Vasco Barbieri e la sua doppia nascita | Gocce di spettacolo

Vasco Barbieri e la sua doppia nascita

Vasco Barbieri, musicista italiano con una storia particolare che gli permette di esprimere concetti profondi legato al suo io

Vasco, com’è stato il tuo approccio con la musica?

Diretto. Anche se, forse, all’inizio un po’ incerto. Lei era di là, sotto forma di pianoforte, nel salotto di mia madre e ogni volta per andare in cucina le passavo davanti. Avevamo un sacco di cose da dirci, finché una volta, mentre andavo a fare merenda, ero piccolo, avevo 8 anni, lei mi aprì un po’ lo sgabello e mi invitò a sedermi. Allora mi fece un sorrisone con tutti i suoi tasti, e io iniziai a suonarla. Avevamo un sacco di segreti da confessarci. Così un po’ lei mi aiutava ad esprimermi e un po’ io scoprivo la sua indispensabilità. Perciò fra una nota e l’altra siamo diventati grandi insieme e abbiamo deciso di non lasciarci più. Ogni tanto mi sgrida, ma mi fido di lei.  

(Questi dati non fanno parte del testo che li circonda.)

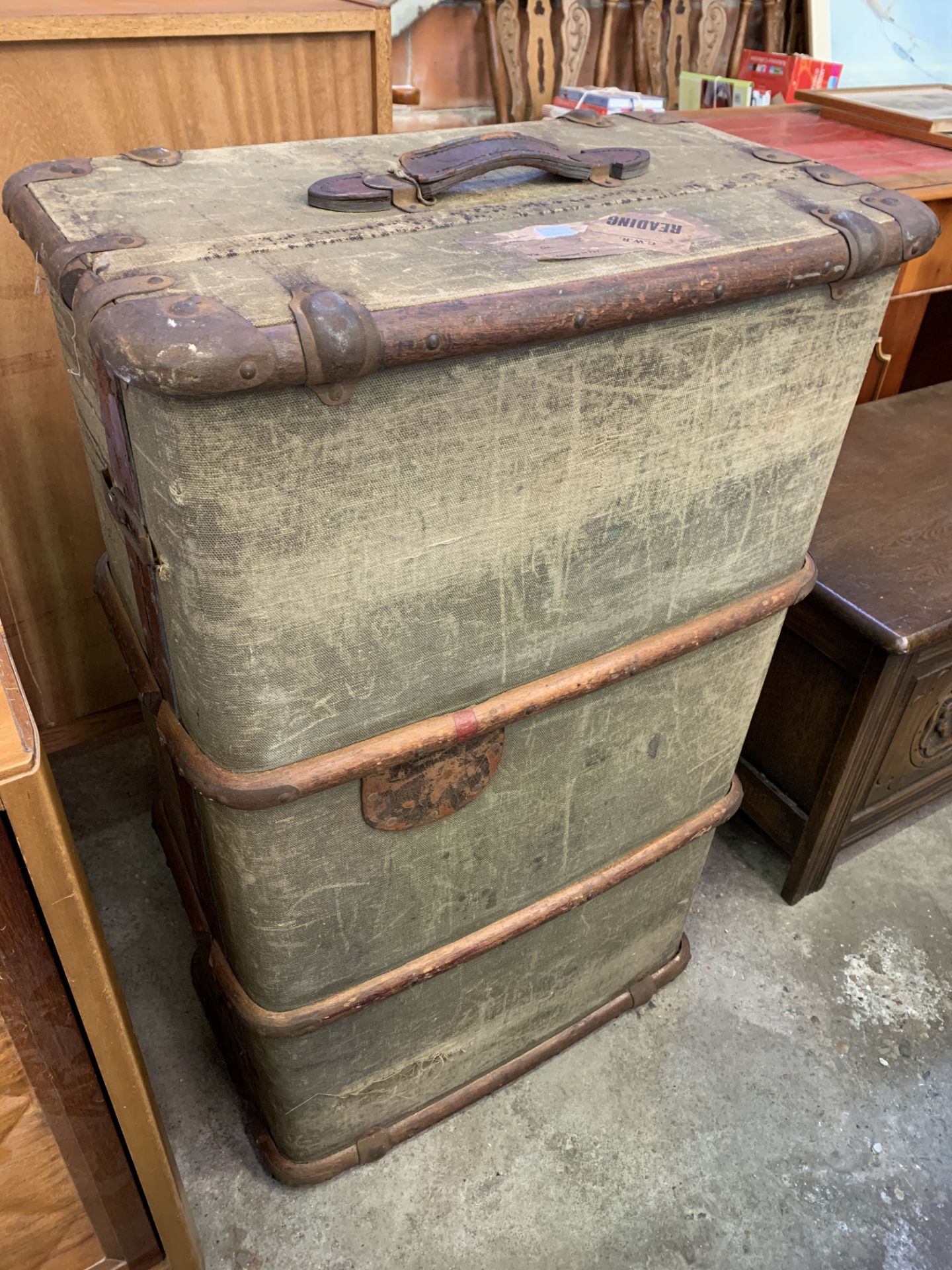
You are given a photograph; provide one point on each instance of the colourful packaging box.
(781, 74)
(698, 92)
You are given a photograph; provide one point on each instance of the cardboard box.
(781, 74)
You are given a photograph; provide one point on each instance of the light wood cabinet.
(81, 78)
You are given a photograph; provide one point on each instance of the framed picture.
(920, 112)
(896, 44)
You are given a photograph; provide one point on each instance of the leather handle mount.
(422, 175)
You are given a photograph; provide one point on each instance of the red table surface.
(888, 160)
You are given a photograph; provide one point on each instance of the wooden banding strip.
(257, 790)
(302, 1020)
(372, 1146)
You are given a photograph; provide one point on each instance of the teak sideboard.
(85, 78)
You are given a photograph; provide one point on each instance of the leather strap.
(422, 175)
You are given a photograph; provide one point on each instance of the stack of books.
(602, 101)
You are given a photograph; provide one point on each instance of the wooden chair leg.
(496, 71)
(604, 42)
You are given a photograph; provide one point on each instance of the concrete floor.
(783, 1104)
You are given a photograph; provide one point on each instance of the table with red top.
(916, 168)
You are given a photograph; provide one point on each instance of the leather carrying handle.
(422, 175)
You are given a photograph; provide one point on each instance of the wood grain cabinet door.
(67, 1197)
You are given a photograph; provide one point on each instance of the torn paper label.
(611, 235)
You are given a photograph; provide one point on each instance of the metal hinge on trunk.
(128, 521)
(339, 339)
(873, 244)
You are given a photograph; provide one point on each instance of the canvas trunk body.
(448, 548)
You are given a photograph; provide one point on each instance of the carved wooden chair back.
(535, 48)
(674, 36)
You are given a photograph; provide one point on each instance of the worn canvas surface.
(459, 529)
(235, 224)
(466, 526)
(313, 900)
(321, 1091)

Leggo “nato due volte”: che esperienza è stata? Hai ricordi legati a quel periodo?

All’anagrafe mi dicono che ho 34 anni, io me ne sento 7 in meno perché dopo il coma che ho avuto a causa di una caduta dal terrazzo a 7 anni ho completamente rimosso le prime esperienze. Del coma ricordo ‘la luce infondo al tunnel’: stavo salendo lungo queste bianche scale, stile Cenerentola, e volevo arrivare in cima a quella luce chiarissima che mi attirava come un bagliore; poi intorno arrivava una voce in coro che mi ricordava che non era la mia ora. Quando poi ci sono arrivato, alla luce, sono ricaduto in me e ho aperto gli occhi nella sala rianimazione dell’ospedale. La sensazione che mi è rimasta, e che mi accompagna ogni mattina quando riapro gli occhi, è di rinascita. Ho riaperto gli occhi il 30 aprile, allora sono rinato. La prima volta invece ero nato il 6 agosto, quindi, come dice il detto “fango di maggio, spighe d’agosto”, l’ho sempre interpretata come un ritorno alla terra, una forma di rinascita! 

Chi ti ha trasmesso la passione per la musica?

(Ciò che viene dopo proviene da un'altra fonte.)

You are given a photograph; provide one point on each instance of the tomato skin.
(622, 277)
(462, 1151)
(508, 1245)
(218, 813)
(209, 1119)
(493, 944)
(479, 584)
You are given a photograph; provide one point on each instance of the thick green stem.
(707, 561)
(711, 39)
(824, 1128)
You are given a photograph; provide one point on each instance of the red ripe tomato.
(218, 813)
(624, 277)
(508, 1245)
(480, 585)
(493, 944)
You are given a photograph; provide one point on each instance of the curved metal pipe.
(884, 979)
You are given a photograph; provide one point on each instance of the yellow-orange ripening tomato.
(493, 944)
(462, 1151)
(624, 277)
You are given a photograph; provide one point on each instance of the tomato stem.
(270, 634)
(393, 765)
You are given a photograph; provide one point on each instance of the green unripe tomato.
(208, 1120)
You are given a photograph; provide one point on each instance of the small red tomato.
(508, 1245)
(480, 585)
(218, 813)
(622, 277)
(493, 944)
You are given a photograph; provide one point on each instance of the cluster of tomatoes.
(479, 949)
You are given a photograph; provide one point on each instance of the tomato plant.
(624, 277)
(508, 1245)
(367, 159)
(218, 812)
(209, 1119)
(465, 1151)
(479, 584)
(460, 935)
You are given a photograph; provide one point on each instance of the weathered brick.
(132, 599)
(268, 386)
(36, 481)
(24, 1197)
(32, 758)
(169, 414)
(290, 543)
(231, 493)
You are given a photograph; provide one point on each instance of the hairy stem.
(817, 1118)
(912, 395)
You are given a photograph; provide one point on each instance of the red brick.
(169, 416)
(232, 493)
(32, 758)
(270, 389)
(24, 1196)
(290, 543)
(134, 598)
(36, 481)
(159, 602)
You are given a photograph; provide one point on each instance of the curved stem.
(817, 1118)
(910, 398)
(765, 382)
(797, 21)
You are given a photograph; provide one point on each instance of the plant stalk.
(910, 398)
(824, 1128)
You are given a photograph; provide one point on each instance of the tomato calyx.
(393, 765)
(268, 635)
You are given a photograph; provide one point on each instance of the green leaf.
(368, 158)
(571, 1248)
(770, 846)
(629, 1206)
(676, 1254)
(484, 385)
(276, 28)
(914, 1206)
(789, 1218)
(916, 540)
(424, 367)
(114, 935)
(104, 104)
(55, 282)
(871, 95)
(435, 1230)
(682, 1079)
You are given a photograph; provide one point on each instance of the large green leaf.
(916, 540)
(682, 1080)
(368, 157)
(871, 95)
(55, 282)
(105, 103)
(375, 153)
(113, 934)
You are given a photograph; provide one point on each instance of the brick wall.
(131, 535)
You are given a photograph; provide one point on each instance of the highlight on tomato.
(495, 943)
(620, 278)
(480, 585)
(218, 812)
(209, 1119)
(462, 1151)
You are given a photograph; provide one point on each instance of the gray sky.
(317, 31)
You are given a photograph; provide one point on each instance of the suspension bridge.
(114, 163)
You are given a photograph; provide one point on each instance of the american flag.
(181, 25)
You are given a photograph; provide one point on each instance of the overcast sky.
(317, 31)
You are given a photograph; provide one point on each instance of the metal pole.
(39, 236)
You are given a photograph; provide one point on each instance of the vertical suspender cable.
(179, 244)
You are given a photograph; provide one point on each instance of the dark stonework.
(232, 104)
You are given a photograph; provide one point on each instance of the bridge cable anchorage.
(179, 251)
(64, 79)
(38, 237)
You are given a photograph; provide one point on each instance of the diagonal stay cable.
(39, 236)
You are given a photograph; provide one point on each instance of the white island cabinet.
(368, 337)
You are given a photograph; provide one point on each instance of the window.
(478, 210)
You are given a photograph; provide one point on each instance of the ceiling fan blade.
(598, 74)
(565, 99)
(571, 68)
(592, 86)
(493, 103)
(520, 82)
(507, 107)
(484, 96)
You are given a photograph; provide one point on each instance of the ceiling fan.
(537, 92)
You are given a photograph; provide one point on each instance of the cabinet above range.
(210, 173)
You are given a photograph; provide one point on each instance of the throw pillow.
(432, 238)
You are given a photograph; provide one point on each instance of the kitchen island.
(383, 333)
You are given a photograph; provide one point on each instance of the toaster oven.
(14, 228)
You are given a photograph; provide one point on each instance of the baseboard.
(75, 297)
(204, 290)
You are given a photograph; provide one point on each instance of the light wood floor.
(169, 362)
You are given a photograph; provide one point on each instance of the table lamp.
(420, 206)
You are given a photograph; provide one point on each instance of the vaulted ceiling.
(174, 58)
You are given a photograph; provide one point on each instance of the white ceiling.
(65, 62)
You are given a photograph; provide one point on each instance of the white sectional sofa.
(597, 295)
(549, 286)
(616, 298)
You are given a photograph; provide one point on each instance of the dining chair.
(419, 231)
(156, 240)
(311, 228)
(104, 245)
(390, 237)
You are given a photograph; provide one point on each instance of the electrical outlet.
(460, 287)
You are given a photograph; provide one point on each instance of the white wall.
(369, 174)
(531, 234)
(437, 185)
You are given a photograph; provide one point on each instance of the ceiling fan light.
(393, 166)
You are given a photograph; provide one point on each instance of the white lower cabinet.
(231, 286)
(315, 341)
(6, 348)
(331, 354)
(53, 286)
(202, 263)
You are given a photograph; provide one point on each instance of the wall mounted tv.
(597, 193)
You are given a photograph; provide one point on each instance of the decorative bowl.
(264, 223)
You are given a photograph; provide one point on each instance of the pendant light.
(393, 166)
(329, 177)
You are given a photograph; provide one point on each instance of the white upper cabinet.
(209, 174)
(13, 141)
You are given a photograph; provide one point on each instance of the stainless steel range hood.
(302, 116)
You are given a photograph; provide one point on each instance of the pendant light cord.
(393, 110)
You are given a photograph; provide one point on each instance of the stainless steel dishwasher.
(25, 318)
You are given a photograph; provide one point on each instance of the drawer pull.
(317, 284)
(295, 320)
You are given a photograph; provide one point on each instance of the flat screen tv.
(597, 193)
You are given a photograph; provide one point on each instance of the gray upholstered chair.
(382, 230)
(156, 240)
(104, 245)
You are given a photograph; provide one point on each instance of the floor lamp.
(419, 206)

La musica è arrivata da sola, nella mia famiglia hanno sempre tutti provato a farmi fare un lavoro, come possiamo dire, più ortodosso. Anche se col tempo ho scoperto che la musica può avere un ruolo come la medicina e la giurisprudenza, può cioè far stare meglio le persone e farle ragionare come si deve. Poi ho scoperto anche che nella famiglia di mio padre la passione per la musica, oltre a mio nonno che è stato cantautore, risale sino alla mia bisnonna che era arpista. La passione per la musica è, infine, rimasta perché è grazie a lei che riesco a sentire il calore del sole anche quando fuori piove e mi ha permesso di mettere in ordine quel macello che sono sempre stato. 

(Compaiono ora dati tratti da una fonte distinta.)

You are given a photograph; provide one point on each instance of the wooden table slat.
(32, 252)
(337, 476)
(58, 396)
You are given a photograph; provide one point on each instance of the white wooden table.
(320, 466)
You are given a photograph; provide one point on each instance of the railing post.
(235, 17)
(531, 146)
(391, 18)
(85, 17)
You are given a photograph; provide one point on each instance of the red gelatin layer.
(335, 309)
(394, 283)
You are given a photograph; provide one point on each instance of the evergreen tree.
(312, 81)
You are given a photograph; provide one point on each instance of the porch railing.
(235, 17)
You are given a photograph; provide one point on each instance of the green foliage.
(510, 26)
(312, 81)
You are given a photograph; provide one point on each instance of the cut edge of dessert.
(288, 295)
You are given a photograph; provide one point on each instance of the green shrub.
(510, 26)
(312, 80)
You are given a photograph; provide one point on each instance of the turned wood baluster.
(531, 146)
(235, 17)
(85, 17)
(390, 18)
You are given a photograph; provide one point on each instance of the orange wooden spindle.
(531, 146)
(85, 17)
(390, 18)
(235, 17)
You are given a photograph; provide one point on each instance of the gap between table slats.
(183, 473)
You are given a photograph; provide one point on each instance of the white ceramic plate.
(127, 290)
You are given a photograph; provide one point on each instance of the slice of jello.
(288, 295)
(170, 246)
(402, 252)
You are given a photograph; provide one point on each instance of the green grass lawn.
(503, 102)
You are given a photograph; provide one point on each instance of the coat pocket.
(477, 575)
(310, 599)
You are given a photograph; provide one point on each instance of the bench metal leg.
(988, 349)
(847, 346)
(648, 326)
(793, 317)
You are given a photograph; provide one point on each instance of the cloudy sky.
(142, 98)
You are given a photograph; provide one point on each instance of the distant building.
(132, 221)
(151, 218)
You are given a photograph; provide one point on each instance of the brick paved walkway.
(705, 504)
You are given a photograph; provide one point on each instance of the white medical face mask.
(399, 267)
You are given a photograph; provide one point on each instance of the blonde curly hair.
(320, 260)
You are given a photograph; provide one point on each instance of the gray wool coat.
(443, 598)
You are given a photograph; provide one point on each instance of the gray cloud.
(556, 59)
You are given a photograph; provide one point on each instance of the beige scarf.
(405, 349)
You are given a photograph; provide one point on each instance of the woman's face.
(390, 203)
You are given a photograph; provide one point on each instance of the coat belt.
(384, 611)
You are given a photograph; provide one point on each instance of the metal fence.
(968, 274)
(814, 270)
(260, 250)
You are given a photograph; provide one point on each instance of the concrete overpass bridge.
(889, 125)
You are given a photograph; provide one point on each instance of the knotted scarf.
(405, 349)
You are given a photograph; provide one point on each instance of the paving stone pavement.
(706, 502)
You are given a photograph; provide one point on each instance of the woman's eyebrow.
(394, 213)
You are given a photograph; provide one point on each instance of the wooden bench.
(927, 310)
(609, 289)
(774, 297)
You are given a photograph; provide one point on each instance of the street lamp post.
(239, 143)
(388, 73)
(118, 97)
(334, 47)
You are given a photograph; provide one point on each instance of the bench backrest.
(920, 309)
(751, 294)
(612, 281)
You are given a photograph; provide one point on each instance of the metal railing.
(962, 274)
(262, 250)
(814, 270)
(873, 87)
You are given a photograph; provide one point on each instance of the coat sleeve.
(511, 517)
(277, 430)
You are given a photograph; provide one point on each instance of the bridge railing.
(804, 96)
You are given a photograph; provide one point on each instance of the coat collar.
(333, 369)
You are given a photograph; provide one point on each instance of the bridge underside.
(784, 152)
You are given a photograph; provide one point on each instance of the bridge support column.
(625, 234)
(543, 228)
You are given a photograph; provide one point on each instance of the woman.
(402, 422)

Questo tuo ultimo lavoro come nasce?

“A little bit of present”è una canzone nata in reazione ad un bisogno che ho sempre avuto, per sentirmi nel qui ora adesso. E’ apparsa dopo l’università, quando non potevo più essere lo studentello che seguiva solo i suoi ritmi e non avevo ancora un cartellino da timbrare. Mentre cercavo lavoro e immaginavo l’uomo che sarei potuto essere, questa canzone mi è scaturita dalle dita che saltellavano sulla tastiera e, appresso, il testo che mi suggeriva di stare calmo e fidarmi più di me stesso. Questa canzone è nata per ridarmi fiducia e spronarmi a credere di più in me stesso.